Christoph Schnackertz setzt sich als personifizierter Franz Schubert nicht nur
selbst ans Klavier, sondern scheint auch einen Teil seiner eigenen Biographie
mit dem Schicksal des jungen Müllers zu verweben. So ist es am Ende der Pianist,
der sich im Bach zur Ruhe legt, während Julia Reznik am Klavier "Des Baches
Wiegenlied" spielt. Ob der Grund des Flusses dabei ein Sandkasten sein muss, ist
Ansichtssache. Vorfreude auf die Hochzeit: von
links: Philippine Pachl, Tinka Fürst, Julia Reznik als schöne Müllerinnen, am
Flügel: Christoph Schnackertz Jos van Kan verzichtet in seiner Inszenierung größtenteils
auf eindeutige Figurenzuordnungen.
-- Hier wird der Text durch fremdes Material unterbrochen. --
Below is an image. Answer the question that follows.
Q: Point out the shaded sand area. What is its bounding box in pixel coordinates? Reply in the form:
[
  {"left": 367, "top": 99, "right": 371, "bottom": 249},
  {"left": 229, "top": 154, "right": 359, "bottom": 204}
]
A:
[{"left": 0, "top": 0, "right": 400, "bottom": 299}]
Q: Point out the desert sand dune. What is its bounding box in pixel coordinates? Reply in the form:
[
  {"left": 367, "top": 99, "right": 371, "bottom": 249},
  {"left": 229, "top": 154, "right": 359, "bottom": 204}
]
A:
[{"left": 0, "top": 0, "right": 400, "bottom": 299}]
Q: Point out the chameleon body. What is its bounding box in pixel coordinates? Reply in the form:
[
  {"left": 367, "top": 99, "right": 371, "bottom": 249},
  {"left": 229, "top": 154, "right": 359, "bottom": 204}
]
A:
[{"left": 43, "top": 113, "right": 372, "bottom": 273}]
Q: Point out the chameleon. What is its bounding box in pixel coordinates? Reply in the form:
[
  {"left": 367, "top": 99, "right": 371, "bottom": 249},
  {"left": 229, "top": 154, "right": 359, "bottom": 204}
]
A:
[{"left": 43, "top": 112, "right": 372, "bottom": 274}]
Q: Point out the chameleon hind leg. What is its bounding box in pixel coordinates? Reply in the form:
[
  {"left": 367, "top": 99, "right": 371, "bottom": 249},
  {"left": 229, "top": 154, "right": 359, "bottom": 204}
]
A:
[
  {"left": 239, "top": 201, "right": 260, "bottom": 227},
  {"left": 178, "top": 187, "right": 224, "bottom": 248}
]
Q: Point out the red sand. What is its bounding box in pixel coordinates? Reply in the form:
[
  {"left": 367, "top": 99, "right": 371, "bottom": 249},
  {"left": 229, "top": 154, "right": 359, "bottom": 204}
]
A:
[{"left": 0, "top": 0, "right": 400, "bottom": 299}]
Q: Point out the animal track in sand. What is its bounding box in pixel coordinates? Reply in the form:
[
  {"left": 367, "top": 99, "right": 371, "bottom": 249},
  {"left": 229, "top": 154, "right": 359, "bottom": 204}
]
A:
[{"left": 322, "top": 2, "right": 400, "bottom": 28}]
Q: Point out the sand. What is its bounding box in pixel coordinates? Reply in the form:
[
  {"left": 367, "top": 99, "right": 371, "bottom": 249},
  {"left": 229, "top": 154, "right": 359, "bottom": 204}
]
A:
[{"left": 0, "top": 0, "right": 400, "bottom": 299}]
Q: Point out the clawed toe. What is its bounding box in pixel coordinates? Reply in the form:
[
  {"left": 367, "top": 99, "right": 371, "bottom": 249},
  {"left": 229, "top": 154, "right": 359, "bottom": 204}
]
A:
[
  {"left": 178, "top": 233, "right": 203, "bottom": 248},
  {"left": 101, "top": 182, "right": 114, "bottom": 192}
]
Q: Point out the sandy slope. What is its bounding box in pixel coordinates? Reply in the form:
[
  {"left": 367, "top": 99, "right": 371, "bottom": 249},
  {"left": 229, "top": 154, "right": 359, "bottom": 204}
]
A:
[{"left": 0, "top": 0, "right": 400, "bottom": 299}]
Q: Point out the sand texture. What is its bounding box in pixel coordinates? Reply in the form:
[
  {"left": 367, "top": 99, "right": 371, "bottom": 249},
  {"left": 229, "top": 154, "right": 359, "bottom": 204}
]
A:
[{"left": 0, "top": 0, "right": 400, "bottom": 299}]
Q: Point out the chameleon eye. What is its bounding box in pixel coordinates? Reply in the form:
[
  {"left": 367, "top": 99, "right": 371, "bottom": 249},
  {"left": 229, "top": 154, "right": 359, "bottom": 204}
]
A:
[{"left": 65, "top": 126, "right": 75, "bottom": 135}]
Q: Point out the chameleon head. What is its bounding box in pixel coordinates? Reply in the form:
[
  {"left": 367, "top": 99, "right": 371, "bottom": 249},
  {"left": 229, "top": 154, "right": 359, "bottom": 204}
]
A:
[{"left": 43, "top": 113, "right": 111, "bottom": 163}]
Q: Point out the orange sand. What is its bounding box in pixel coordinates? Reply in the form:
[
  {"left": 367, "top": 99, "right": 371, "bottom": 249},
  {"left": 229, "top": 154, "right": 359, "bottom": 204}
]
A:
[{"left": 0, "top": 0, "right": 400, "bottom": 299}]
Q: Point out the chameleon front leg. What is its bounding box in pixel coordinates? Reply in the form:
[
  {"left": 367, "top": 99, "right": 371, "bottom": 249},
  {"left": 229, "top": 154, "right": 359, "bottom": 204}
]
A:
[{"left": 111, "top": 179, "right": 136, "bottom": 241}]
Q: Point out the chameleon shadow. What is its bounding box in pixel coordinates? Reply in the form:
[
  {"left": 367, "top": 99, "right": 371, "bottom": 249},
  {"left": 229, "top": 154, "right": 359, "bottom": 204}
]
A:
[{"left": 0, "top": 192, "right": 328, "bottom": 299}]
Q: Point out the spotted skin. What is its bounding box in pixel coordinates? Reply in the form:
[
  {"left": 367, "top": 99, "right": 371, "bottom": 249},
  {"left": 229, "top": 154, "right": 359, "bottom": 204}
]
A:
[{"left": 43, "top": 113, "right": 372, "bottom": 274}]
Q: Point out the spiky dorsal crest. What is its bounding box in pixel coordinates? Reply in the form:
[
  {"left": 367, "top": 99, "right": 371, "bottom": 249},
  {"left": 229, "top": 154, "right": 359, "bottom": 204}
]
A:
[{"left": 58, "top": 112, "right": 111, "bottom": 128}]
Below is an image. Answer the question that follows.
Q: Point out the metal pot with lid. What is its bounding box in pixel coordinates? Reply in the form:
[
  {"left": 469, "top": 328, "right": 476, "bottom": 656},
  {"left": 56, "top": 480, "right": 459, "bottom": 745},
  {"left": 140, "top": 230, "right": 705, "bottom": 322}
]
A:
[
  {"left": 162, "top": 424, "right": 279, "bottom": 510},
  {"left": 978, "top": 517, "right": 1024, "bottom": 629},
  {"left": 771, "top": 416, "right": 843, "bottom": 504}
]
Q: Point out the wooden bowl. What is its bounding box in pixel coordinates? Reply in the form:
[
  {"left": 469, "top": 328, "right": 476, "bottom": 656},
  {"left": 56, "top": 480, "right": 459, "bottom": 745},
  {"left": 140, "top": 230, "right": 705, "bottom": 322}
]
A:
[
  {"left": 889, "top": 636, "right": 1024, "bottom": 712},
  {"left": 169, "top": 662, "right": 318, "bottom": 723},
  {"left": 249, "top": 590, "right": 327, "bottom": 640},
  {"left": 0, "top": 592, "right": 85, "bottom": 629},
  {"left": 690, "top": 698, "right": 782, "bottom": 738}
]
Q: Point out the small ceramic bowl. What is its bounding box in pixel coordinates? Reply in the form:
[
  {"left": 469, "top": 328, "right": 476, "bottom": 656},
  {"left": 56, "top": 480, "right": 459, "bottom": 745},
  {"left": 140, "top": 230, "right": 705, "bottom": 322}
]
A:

So stehen zu Beginn eigentlich alle sechs
Schauspieler für den wandernden Müllergesellen, der dann auf drei schöne
Müllerinnen in Gestalt der drei Schauspielerinnen trifft. Die Bühne von Jan Ros
besteht dabei aus zwölf Podesten, die in drei Reihen nach hinten hin aufgebaut
sind. Auf dem hinteren linken Podest steht ein Glaskasten, der zwischenzeitlich
als Heim des Rehs fungiert, das später wahrscheinlich vom Jäger niedergestreckt
worden ist, wenn man das Geweih, das zum Ende an der Rückwand prangt, richtig
interpretiert. In der mittleren Reihe befindet sich im zweiten Podest von vorne
ein Flügel, dessen Beine mit Eimern vor dem Wasser geschützt werden, mit dem das
offene Podest zur Hälfte gefüllt ist, womit wahrscheinlich die Bedeutung des
Bachs als Handlungsträger im Liederzyklus unterstrichen werden soll. Auf der
rechten Seite vorne befindet sich ein Sandkasten, in dem Daniel F. Kamen nicht
nur das grüne Band als Symbol für die Liebe des Müllergesellen zur schönen
Müllerin anzündet und vergräbt, sondern auch Schuberts "Mein Traum", den dieser
am 3. Juli 1822 als Verarbeitung seiner Kindheitserinnerungen niedergeschrieben
hat und der ihn zu seiner h-Moll Symphonie inspiriert haben soll. Die übrigen
Podeste lassen sich öffnen und geben unter anderem den Blick frei auf eine Tafel
mit den letzten drei Zeilen aus dem 11. Lied "Mein!" ("Ach so muss ich ganz
allein, Mit dem seligen Worte mein, Unverstanden in der weiten Schöpfung
sein."), auf ein Bild eines Flusslaufs, auf einen Spiegel oder auf einen mit
grünem Tuch ausgestatteten Sarg. Unklar bleibt, wieso über dem zweiten Podest
auf der rechten Seite Stühle hängen. Der Jäger (Stefan Walz)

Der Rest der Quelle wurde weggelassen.